Beef Dirty Rice
 
Makes 4 to 6 servings
Ingredients
  • 4 ounces sliced beef liver
  • ½ cup whole buttermilk
  • 1 tablespoon olive oil
  • 8 ounces ground beef
  • 1 cup beef stock, divided
  • 2 teaspoons kosher salt
  • 1 teaspoon ground black pepper
  • 1 cup diced yellow onion
  • ½ cup diced green bell pepper
  • ½ cup diced celery
  • 2 teaspoons minced garlic
  • 1 cup diced baby portobello mushrooms
  • 2 teaspoons minced fresh sage
  • 2 cups cooked long-grain rice
  • Garnish: fresh sage leaves
Instructions
  1. In a small bowl, place liver and buttermilk. Cover and refrigerate for 15 minutes.
  2. Drain liver, discarding buttermilk; rinse, pat dry, and mince.
  3. In a medium cast-iron Dutch oven, heat oil over medium-high heat. Add minced liver and ground beef; cook, stirring occasionally, until browned, 3 to 4 minutes. Stir in ¼ cup stock, salt, and black pepper. Cook until liquid has evaporated, 5 to 6 minutes, allowing meat to get browned and crusty and stick slightly to bottom of pot. Scrape meat, and stir.

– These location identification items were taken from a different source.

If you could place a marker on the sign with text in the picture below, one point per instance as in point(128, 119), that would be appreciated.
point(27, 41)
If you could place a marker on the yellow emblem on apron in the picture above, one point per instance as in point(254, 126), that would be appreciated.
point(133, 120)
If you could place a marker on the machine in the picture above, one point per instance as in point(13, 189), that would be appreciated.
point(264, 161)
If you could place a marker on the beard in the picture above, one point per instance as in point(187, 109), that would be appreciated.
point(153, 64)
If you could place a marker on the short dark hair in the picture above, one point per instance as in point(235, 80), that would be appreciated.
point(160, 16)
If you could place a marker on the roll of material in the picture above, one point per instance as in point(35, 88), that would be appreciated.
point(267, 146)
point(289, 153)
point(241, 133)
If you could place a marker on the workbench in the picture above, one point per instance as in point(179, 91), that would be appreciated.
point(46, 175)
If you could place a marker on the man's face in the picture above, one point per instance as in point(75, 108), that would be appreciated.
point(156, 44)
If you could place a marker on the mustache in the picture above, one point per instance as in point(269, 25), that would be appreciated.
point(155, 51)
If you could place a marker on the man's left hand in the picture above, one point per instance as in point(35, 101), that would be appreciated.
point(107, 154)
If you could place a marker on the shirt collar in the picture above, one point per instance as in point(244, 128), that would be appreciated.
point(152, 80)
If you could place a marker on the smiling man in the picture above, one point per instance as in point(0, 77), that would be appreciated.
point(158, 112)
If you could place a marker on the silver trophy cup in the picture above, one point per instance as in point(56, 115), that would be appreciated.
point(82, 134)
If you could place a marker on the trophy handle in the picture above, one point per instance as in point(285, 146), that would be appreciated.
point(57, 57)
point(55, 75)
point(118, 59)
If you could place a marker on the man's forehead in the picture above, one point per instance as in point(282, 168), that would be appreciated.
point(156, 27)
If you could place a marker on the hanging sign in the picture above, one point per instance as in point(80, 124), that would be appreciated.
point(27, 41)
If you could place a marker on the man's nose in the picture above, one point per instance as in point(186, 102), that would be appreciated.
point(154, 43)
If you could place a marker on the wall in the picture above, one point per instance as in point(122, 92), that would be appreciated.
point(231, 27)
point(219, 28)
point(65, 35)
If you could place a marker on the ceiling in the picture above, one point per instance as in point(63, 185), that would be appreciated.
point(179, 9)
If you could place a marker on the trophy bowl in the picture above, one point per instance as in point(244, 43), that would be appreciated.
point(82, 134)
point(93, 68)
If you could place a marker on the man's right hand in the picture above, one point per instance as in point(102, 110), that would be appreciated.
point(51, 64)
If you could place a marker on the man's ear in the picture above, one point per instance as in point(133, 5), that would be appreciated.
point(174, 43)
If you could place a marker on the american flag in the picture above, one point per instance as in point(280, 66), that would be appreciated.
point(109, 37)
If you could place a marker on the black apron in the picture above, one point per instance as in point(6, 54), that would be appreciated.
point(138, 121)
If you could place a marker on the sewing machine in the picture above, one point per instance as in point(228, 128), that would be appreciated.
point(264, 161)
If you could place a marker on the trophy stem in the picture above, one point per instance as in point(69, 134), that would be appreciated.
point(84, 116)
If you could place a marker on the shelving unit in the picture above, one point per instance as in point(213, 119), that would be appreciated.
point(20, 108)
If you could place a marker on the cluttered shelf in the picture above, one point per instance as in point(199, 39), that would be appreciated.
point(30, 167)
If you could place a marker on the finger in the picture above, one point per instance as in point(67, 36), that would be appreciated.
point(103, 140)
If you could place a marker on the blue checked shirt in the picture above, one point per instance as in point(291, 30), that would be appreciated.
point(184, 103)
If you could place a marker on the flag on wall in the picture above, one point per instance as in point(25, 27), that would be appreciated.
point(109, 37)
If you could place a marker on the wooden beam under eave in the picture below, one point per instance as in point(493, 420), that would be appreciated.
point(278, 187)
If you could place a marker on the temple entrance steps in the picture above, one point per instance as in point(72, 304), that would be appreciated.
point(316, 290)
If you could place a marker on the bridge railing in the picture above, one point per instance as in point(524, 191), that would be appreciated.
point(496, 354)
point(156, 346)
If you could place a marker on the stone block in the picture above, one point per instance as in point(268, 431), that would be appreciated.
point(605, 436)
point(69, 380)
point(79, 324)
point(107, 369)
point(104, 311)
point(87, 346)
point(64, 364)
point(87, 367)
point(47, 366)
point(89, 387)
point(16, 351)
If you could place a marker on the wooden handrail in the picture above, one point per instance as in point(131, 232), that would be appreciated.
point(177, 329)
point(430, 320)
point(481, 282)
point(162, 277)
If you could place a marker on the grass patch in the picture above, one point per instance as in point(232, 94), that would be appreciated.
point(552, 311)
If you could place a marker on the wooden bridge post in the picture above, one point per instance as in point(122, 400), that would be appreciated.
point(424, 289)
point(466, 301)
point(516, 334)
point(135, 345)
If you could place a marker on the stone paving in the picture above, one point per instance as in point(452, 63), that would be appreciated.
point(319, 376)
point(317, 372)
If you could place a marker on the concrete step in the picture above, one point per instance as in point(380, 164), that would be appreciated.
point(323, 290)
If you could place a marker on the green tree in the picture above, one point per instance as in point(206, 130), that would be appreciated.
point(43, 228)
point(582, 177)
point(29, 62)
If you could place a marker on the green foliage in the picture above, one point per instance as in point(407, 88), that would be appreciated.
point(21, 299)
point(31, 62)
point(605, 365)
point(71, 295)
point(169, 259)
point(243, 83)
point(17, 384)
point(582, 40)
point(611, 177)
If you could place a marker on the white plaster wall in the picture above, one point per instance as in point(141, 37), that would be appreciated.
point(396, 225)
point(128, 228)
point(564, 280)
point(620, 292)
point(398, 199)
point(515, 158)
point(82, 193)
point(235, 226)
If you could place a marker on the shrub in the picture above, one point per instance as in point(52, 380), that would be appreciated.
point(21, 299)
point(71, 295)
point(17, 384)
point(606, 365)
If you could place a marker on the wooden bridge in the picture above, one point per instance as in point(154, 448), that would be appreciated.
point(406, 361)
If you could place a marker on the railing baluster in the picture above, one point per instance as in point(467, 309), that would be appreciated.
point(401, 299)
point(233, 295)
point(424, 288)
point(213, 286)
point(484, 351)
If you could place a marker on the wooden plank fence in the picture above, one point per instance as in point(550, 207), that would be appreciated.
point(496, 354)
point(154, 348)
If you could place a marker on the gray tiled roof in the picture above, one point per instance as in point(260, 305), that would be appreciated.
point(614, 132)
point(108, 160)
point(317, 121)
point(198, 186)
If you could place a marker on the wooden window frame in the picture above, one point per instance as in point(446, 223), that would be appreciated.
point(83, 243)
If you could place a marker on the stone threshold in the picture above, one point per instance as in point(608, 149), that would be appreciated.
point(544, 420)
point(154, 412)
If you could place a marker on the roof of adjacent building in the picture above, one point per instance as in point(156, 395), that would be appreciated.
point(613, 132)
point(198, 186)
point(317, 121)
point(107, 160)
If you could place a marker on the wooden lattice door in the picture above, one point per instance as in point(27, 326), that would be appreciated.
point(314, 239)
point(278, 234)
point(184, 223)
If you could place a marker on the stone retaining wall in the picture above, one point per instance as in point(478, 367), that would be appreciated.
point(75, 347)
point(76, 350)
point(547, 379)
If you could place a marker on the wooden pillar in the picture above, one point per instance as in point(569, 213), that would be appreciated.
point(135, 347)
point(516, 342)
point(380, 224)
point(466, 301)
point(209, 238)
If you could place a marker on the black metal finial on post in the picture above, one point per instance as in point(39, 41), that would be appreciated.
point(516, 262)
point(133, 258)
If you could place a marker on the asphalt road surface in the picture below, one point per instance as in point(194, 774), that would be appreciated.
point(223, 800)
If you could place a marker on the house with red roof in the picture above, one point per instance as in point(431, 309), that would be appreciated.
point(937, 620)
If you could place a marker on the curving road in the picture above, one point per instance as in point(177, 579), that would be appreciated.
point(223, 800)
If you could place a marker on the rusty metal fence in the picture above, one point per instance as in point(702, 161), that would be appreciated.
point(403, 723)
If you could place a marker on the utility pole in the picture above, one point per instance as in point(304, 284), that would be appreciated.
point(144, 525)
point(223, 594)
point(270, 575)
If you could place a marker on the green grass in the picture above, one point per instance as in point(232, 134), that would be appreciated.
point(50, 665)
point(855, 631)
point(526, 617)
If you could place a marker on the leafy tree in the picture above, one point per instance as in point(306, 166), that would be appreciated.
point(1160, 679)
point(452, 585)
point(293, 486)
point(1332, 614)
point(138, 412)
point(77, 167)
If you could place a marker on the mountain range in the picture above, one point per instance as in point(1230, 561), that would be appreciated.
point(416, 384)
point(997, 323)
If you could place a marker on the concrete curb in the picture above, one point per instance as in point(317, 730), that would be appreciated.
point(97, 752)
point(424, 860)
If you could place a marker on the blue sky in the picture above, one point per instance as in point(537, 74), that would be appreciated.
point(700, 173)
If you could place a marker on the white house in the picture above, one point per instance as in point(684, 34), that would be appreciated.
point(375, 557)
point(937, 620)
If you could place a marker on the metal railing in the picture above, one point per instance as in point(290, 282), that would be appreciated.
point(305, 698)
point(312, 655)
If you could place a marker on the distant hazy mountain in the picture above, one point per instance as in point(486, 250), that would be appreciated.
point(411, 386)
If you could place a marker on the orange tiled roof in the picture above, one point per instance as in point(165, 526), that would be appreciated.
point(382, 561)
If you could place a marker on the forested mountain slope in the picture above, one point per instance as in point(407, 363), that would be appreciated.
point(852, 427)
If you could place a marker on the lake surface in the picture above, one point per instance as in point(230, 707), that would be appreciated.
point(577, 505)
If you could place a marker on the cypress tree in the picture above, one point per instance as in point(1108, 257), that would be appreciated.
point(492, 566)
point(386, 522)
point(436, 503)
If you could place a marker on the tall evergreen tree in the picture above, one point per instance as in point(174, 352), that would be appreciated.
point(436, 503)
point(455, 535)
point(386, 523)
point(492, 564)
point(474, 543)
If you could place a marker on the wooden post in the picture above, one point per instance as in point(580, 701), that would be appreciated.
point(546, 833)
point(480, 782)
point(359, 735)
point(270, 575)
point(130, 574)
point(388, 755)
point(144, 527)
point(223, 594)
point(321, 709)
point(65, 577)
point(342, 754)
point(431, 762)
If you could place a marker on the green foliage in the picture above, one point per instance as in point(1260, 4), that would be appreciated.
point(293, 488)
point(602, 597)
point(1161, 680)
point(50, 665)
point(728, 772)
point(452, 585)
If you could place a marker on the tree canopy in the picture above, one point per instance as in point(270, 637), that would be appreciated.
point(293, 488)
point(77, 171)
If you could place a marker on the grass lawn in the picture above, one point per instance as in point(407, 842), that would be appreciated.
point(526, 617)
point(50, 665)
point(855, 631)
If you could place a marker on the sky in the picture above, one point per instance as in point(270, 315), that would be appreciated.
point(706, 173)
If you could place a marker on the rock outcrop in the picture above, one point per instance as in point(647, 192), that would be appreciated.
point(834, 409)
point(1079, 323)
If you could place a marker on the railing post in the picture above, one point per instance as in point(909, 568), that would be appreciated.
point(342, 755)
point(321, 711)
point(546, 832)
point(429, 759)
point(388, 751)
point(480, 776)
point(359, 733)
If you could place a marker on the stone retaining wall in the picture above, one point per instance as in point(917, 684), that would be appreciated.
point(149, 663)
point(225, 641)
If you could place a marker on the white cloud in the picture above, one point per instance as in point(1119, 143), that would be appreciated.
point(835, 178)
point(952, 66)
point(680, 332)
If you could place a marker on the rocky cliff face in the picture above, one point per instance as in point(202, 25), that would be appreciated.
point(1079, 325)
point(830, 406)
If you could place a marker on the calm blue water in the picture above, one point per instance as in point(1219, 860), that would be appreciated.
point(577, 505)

  4. Add onion, bell pepper, celery, and garlic to pot; cook, stirring frequently, until vegetables are soft and fragrant, 3 to 4 minutes. Stir in mushrooms, minced sage, and remaining ¾ cup stock. Add rice, stirring until liquid is absorbed and rice is heated through, 3 to 4 minutes. Garnish with sage leaves, if desired.
Notes
KITCHEN TIP
When cooking rice, substitute 1 cup water with beef stock for a richer flavor.